There is only one horse of the earth
and his name is All Horses.
There is only one bird in the air
and his name is All Wings.
There is only one fish in the sea
and his name is All Fins.
There is only one man in the world
and his name is All Men.
There is only one woman in the world
and her name is All Women.
There is only one child in the world
and the child's name is All Children.
There is only one Maker in the world
and His children cover the earth
and they are named All God's Children.
Baby Jake turns ten today. I can't even count how many spectators at sporting events have scolded me for calling him Baby Jake. I don't know what else to call him.
Born during a very tumultuous period in my life, just two months earlier we moved to New Jersey and back, baby Jake entered the world chaotically.
The pregnancy was filled with the stress of joblessness, moving, the death of George's mother Emma, and even homelessness. I was so big I asked the doctor in my seventh month to take the baby out of me and let him live in an incubator. They wouldn't do it.
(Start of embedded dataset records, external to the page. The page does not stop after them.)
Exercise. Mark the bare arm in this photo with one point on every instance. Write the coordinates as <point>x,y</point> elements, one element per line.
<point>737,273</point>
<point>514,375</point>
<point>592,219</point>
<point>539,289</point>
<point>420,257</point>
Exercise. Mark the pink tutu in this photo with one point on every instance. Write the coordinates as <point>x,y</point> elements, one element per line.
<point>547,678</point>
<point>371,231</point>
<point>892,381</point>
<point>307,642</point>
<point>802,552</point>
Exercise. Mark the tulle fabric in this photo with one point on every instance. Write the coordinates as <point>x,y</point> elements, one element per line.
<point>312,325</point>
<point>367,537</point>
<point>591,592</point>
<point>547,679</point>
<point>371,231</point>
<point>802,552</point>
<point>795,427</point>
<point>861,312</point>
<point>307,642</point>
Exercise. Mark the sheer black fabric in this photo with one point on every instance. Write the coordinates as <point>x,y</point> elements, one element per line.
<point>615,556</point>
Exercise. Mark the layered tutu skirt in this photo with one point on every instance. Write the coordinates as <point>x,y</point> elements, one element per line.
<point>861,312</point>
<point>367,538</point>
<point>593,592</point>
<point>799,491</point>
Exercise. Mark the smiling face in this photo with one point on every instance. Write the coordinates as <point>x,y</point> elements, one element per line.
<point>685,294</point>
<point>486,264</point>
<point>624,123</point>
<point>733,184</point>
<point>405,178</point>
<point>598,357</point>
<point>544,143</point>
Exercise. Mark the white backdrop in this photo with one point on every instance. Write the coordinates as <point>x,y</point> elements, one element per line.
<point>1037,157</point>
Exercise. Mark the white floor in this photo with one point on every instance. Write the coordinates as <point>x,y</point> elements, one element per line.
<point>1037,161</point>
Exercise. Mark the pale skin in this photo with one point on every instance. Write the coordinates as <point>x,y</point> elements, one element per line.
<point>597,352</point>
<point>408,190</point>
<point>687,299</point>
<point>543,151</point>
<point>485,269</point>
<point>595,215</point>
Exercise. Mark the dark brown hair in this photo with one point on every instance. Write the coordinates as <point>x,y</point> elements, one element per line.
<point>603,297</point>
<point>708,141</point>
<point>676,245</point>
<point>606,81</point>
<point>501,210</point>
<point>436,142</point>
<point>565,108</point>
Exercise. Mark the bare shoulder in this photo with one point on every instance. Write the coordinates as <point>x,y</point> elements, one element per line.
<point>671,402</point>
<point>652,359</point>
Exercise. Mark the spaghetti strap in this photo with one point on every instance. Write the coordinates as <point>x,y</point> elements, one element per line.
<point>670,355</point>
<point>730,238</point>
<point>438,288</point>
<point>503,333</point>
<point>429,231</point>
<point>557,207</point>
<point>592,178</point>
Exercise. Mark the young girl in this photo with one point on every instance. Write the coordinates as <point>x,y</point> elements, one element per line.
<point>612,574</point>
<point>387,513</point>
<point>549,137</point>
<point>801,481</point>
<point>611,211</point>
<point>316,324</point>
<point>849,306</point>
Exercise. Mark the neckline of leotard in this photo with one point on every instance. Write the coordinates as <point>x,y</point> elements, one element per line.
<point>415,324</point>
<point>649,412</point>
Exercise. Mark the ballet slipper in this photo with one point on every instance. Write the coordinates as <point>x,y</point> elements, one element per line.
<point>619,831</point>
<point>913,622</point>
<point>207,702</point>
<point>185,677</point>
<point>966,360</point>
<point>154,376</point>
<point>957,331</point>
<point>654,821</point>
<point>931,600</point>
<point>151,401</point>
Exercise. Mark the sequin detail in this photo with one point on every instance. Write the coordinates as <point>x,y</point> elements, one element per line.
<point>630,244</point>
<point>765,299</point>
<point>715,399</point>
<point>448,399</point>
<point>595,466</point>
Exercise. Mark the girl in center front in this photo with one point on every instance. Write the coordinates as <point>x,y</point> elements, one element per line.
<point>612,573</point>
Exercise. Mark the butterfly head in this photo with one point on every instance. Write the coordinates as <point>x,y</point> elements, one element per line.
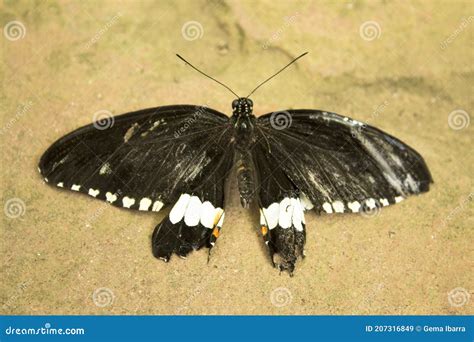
<point>242,106</point>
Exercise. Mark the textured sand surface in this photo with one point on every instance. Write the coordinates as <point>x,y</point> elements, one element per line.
<point>404,74</point>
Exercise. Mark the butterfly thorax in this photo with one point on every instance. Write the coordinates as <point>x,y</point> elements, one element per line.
<point>243,122</point>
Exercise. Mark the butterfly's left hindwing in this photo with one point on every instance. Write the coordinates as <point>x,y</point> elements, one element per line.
<point>144,160</point>
<point>340,164</point>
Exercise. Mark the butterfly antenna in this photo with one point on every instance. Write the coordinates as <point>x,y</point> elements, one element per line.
<point>212,78</point>
<point>268,79</point>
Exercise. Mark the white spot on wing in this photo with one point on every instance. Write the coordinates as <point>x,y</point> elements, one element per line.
<point>354,206</point>
<point>298,215</point>
<point>128,202</point>
<point>286,213</point>
<point>327,207</point>
<point>144,204</point>
<point>305,202</point>
<point>193,212</point>
<point>338,206</point>
<point>370,203</point>
<point>93,192</point>
<point>157,206</point>
<point>221,219</point>
<point>111,198</point>
<point>271,214</point>
<point>105,169</point>
<point>207,214</point>
<point>179,209</point>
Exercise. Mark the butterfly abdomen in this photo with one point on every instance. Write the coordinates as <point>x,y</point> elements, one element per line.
<point>246,174</point>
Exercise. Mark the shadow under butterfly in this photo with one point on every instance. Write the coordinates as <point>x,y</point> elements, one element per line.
<point>288,162</point>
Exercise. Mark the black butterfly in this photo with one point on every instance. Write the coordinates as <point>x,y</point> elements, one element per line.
<point>287,162</point>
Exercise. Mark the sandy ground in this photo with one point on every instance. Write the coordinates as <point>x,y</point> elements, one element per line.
<point>405,67</point>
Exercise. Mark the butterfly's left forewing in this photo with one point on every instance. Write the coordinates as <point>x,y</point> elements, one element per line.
<point>340,164</point>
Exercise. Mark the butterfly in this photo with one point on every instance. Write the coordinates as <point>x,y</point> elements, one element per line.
<point>286,163</point>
At 38 and 39 weeks, even at 40 weeks, I said, I think we should induce; he's big. The doctor thought we should wait. Finally on the night of March 10th, I imagined contractions and decided to head to the hospital. By Monday morning labor really did begin. I had no desire to achieve this birth without drugs, but the epidural dislodged in my back, so I felt every surge of this 10lb 9oz boy's struggle into this world.
I knew the situation was dire when the doctor slapped me and said, "you have to do this." My baby wasn't coming out, he was stuck. His umbilical cord was wrapped around his neck, and he was in the birth canal, too late for a caesarian section. Seven or eight nurses crowded into the room. They were physically pressing all of their body weight on my stomach pushing with their hands. I was in shock, not breathing. The doctor had panic in his voice. He shouted, "Melissa, you need to do this now." The pain was so unbearable I felt numb, weak, scared.
Finally, I felt the release, but not relief; the panic in the room intensified. I saw the blue infant across the room and as the doctor slipped handing him to the nurse, his umbilical cord ripped from his stomach, bleeding profusely. All the while the doctor was calling orders, words like emergency, revive, sutures. The doctor and nurses whisked my baby from the room and George followed. Someone sedated me. To this day when I take him to the pediatrician, I flip to the first page of his chart, "resuscitated after 2 minutes and 36 seconds."
Jake was born early in the morning, around 5 am. I remember George calling from the infant intensive care, telling me everything was fine, but I knew he was lying. I had not yet held my baby Jake. George never left him. I waited, dazed, alone.
When they brought him to me it was after noon. Bruised and swollen, this toddler I gave birth to was the most beautiful child ever born. His baby pictures still make me cry.
He's ten now, smart and fast and happy and sweet and strong and maybe even a little crazy. He likes to dress up in a shirt and khaki's, sometimes a tie, or a costume, a wizard, a superhero, a clown.
There is only one child in the world.